The place on the president’s chin itched, and he realized his beard was gone. He looked down and saw that he was dressed in jeans and a tee shirt and a pair of shoes that said Nike. His body seemed strange because of the odd clothing, but otherwise he felt fine.

He was sitting on a wooden bench inside a huge enclosure where people were dressed like he was. Some hurried past, while others stopped to stare at him for a moment. Somewhere music was playing, and Lincoln smelled the aroma of popcorn and something he instinctively knew was called pizza. Next to him on the bench was a young man dressed in a white suit with silver studs along the arms and legs. The stranger was humming and tapping his feet, which were clad in shiny white boots. Lincoln cleared his throat. “Excuse me, young man?”

The stranger turned toward him with a smile. “Yo?” Then he squinted, looking puzzled. “Hey, you know what? If you had a beard, you’d look just like Lincoln.”

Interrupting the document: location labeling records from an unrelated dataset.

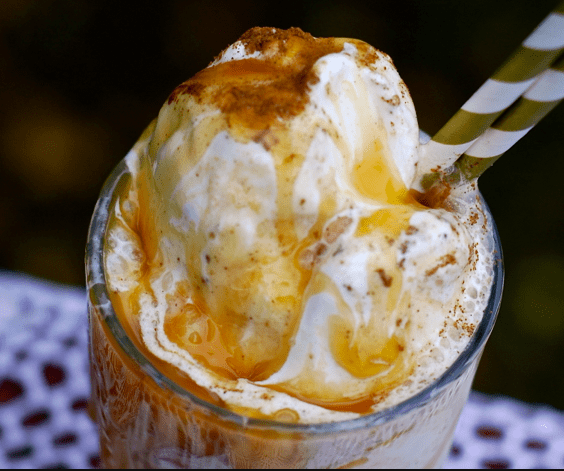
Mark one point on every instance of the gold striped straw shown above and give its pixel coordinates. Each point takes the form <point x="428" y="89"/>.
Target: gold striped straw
<point x="512" y="125"/>
<point x="515" y="77"/>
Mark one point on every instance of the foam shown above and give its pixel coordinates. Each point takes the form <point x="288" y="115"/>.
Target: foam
<point x="445" y="257"/>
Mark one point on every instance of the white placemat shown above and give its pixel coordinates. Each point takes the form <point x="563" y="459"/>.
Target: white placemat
<point x="44" y="387"/>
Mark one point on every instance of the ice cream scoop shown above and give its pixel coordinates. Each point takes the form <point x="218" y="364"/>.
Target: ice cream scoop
<point x="268" y="245"/>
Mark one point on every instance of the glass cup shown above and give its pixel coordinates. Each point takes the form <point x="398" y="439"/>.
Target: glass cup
<point x="147" y="420"/>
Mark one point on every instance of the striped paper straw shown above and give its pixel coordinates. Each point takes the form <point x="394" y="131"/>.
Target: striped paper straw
<point x="518" y="120"/>
<point x="496" y="95"/>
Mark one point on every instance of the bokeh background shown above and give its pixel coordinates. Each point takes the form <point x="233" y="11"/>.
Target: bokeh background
<point x="79" y="80"/>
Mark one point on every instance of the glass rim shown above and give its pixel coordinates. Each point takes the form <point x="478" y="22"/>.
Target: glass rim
<point x="99" y="297"/>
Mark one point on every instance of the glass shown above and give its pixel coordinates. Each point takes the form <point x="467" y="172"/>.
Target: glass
<point x="146" y="420"/>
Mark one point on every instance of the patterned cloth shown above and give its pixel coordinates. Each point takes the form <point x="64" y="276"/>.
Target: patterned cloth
<point x="44" y="387"/>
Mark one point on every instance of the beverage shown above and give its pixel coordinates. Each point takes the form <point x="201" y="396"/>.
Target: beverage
<point x="296" y="314"/>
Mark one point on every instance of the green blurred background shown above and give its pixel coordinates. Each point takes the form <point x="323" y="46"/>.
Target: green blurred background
<point x="79" y="80"/>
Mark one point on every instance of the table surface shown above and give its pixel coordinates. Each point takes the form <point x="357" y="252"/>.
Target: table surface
<point x="45" y="385"/>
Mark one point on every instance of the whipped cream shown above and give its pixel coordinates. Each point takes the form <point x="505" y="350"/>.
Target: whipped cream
<point x="268" y="245"/>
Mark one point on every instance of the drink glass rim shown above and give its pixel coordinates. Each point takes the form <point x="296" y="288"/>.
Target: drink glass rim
<point x="99" y="297"/>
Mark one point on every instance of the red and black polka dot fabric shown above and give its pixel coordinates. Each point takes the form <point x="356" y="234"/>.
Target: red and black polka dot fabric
<point x="44" y="389"/>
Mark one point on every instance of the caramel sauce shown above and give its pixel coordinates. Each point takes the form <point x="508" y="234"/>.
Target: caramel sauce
<point x="240" y="319"/>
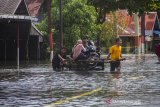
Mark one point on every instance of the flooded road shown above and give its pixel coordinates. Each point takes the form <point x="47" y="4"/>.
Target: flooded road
<point x="37" y="85"/>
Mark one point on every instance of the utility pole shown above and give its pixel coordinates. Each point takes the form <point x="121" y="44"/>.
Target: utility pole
<point x="61" y="25"/>
<point x="143" y="33"/>
<point x="50" y="30"/>
<point x="137" y="38"/>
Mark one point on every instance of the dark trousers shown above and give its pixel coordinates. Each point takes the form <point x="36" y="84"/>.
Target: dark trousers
<point x="115" y="65"/>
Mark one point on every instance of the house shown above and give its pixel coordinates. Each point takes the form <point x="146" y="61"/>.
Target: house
<point x="37" y="8"/>
<point x="129" y="37"/>
<point x="19" y="38"/>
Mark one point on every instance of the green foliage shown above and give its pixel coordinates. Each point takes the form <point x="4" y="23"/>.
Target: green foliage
<point x="78" y="21"/>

“Could you tell me where we are?”

“Sure, dude. We’re in Galaxy Mall. My name’s Elvis, but everybody calls me the King.”

They slapped fingers and Lincoln grinned. He was starting to feel at home in this new century. “What do we do next?”

“We cruise,” said the King. “Don’t worry if people stare, we’re immortal. You’ll get used to it.”

“Cool,” said Lincoln.

“Now let’s go pick up some chicks. Marie Antoinette hangs out at the Gap, and maybe she’s got a friend.”